Fíjate en lo siguiente; si un alimento tiene sal añadida ésta figurará en la lista de ingredientes pero, como mencioné anteriormente, aquí no se detallan cantidades. Para saber la cantidad no tienes más que consultarlo en la tablita en donde figura la información nutricional, actualmente, en esa tabla tienen que declarar el contenido en sal referido siempre a 100 g. de alimento si es sólido o a 100 ml. si se trata de un alimento fluido (si en lugar de sal menciona gramos se sodio multiplica este dato por 2,5 para transformarlo en gramos de sal, si el dato lo dan en miligramos de sodio, multiplícalo por 2,5 y divídelo entre 1000). Quédate con la siguiente idea: un alimento se considera con alto contenido en sal cuando supera o iguala los 1,5 g. por cada 100 g. o ml. En este caso busca un alimento alternativo con un porcentaje menor o consúmelo en muy poca cantidad.
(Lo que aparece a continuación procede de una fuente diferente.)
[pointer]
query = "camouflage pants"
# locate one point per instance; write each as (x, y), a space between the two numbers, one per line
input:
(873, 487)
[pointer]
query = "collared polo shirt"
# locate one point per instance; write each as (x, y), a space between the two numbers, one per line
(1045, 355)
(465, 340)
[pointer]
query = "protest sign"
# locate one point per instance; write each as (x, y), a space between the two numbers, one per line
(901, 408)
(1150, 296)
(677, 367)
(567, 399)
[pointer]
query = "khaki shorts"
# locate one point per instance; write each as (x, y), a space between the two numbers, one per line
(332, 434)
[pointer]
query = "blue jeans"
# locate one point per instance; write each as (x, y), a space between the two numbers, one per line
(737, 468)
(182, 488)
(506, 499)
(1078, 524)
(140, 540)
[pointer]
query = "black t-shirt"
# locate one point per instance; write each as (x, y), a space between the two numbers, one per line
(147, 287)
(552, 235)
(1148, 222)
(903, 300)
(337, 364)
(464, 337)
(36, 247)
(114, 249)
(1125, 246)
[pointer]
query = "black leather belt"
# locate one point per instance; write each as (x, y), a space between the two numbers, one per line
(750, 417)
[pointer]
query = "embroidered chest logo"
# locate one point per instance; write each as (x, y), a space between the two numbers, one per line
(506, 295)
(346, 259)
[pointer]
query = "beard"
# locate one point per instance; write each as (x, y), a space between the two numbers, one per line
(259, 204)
En muchos casos, detrás de ciertos alimentos considerados "sanos" como por ejemplo las galletas para bebés que mencionaba, el pan tostado integral o los cereales del desayuno, se encuentra sal añadida en cantidades nada despreciables que suman, "a poquitos", sal a tu alimentación diaria. A partir de ahora, fíjate en el contenido en sal de los alimentos que forman parte de tu lista de la compra y rebaja paulatinamente la sal añadida a tus platos. Tu corazón te lo agradecerá.


¿Cómo saber el contenido de azúcar de un alimento?
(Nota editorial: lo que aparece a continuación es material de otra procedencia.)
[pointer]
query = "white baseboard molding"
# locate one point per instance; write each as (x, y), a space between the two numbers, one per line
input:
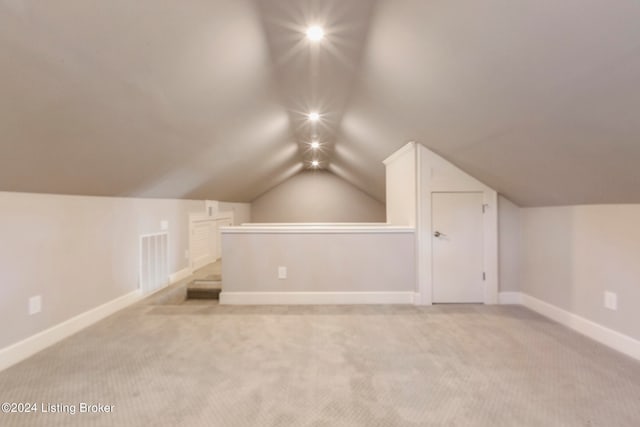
(510, 298)
(28, 347)
(316, 298)
(617, 341)
(179, 275)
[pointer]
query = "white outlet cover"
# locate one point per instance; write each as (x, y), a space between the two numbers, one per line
(35, 304)
(610, 300)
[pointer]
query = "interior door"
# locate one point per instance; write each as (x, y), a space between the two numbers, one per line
(457, 247)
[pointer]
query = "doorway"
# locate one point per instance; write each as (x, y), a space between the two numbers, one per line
(457, 247)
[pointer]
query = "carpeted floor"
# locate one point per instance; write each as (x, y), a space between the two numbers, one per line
(201, 364)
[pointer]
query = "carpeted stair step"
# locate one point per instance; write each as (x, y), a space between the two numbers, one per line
(204, 289)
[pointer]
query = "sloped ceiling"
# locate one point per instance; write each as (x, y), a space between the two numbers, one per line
(208, 99)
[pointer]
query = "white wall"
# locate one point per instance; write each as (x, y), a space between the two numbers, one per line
(572, 254)
(334, 260)
(316, 196)
(401, 182)
(76, 252)
(241, 211)
(510, 244)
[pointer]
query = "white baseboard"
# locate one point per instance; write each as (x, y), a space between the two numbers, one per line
(315, 298)
(620, 342)
(28, 347)
(179, 275)
(510, 298)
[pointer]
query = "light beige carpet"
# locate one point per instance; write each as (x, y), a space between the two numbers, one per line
(208, 365)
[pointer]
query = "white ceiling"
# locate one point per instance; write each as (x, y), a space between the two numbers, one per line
(207, 99)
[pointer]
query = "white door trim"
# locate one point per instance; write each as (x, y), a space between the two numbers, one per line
(478, 195)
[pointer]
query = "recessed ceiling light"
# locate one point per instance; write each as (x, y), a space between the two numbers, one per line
(315, 33)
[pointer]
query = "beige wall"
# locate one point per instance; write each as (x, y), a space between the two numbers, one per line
(316, 196)
(77, 252)
(509, 245)
(572, 254)
(319, 262)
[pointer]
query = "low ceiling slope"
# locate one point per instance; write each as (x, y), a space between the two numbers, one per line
(140, 98)
(208, 98)
(539, 98)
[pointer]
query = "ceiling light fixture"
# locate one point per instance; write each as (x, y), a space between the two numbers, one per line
(315, 33)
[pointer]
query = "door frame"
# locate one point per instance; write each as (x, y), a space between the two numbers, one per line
(431, 240)
(424, 250)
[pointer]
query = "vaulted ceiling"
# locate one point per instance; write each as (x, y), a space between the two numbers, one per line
(208, 98)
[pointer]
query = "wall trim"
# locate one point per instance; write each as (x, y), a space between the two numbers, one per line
(317, 229)
(180, 275)
(21, 350)
(510, 298)
(316, 298)
(613, 339)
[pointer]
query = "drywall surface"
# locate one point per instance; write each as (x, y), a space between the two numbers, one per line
(241, 211)
(316, 196)
(325, 261)
(401, 194)
(76, 252)
(509, 245)
(573, 254)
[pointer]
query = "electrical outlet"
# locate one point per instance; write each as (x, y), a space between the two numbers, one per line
(35, 304)
(610, 300)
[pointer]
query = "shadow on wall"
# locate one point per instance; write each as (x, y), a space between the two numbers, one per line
(572, 255)
(316, 196)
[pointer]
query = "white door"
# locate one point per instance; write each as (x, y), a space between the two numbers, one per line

Sólo un pequeño porcentaje, apenas un 10 %, de nuestra energía diaria, debe de ser suministrada por azúcar. Para una dieta de 2.000 Kcal., con 30 g. de azúcar añadido al día, tenemos más que suficiente. El exceso día tras día se puede convertir, pasados unos años, en diabetes tipo II. Y lo mismo que te indiqué con la sal, para saber si un producto tiene azúcar añadido fíjate en la lista de ingredientes, figurará como azúcar o sacarosa y su cantidad la verás en la información nutricional.

Un ejemplo, si en la información nutricional de una galleta ves que su contenido en azúcares es de 19 g. por cada 100 g. debes interpretar que tienes que consumirlas moderadamente (30 g.) o buscar una alternativa a éstas.
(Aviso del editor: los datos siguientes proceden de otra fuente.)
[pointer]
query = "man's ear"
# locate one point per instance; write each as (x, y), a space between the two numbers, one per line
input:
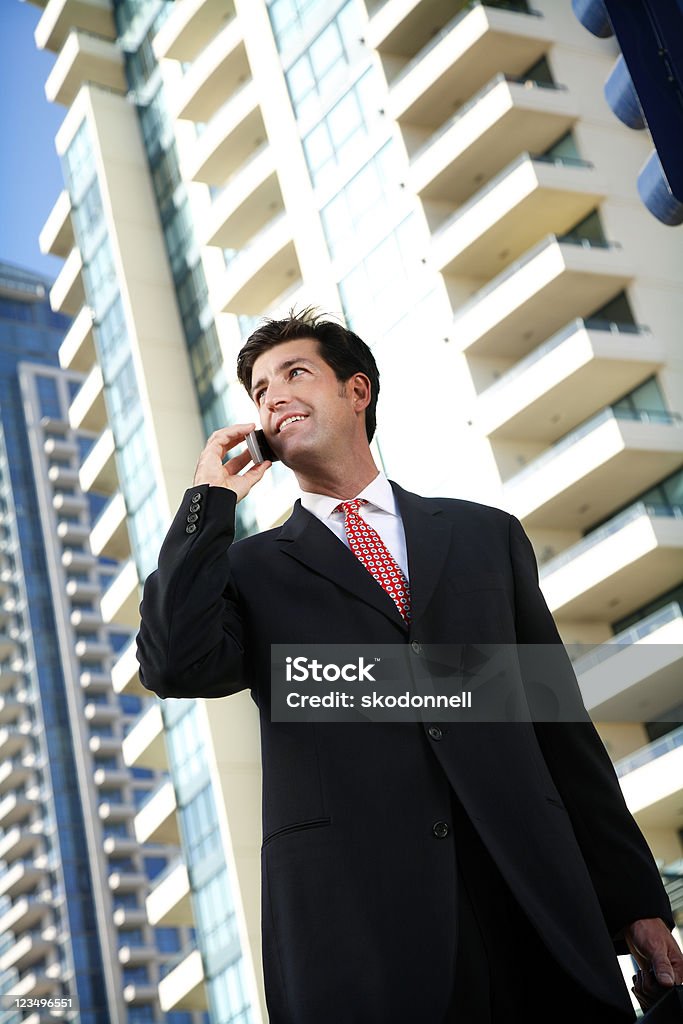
(363, 390)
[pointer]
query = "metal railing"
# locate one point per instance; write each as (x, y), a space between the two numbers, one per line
(528, 256)
(518, 6)
(627, 638)
(497, 80)
(650, 753)
(581, 324)
(524, 158)
(624, 518)
(643, 415)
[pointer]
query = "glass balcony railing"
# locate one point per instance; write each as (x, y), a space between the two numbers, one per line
(523, 158)
(528, 83)
(649, 753)
(519, 6)
(612, 526)
(627, 638)
(642, 415)
(546, 243)
(581, 324)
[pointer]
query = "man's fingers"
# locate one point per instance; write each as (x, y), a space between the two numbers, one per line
(237, 463)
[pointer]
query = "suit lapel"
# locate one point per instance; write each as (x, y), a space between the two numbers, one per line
(313, 545)
(427, 537)
(428, 541)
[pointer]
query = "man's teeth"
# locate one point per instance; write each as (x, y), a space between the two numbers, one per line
(291, 419)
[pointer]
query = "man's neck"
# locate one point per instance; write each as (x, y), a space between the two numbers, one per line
(336, 483)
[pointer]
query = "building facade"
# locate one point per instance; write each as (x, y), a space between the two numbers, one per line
(450, 178)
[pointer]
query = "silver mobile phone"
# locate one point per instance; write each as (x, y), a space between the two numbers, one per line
(259, 449)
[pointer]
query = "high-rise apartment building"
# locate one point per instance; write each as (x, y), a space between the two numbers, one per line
(449, 176)
(73, 873)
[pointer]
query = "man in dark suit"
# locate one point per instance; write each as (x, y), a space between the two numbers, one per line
(425, 872)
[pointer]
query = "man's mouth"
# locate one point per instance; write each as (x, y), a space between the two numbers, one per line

Rebaja los umbrales de dulzor en tu día a día y mastica bien los alimentos porque el dulzor, en donde mejor se detecta, es en la punta de la lengua, si no masticas bien, no percibirás el exceso de azúcar y querrás más.


¿Cómo saber el contenido de grasas de un alimento?

Nuestras necesidades de grasas al día rondan los 67 g. (para una dieta de 2.000 Kcal.) su exceso es perjudicial y puede traducirse en exceso de peso o en una patología cardiovascular. El mundo de las grasas es complejo y difícil de resumir. Quédate con una idea, las grasas que en tu despensa o en tu cocina están fluidas a temperatura ambiente (los aceites) son las más sanas, como el aceite de oliva y son las que debes de consumirse en mayor proporción. Las sólidas o semisólidas: natas, mantequillas, margarinas, mantecas, untos, tocinos, sebos, grasas vegetales (palma, palmiste y coco), grasas hidrogenadas y grasas trans, cuantas menos, mejor. Has de fijarte que éstas no formen parte de los ingredientes de tus alimentos cotidianos (comprobándolo en la lista de ingredientes) buscando productos alternativos elaborados con aceites (oliva, maíz, girasol...). En cuanto a la cantidad, el dato que figura en la información nutricional, aplica el sentido común, cuanta mayor cantidad de grasa tenga un alimento, menor cantidad debes de consumir. Otro dato que verás en la información nutricional es el contenido en grasas saturadas (de las que no conviene abusar), este dato debe de ser siempre inferior a la mitad del contenido graso total (verás que esta norma siempre se cumple cuando eliges productos en cuyos ingredientes no figuran las grasas sólidas o semisólidas mencionadas).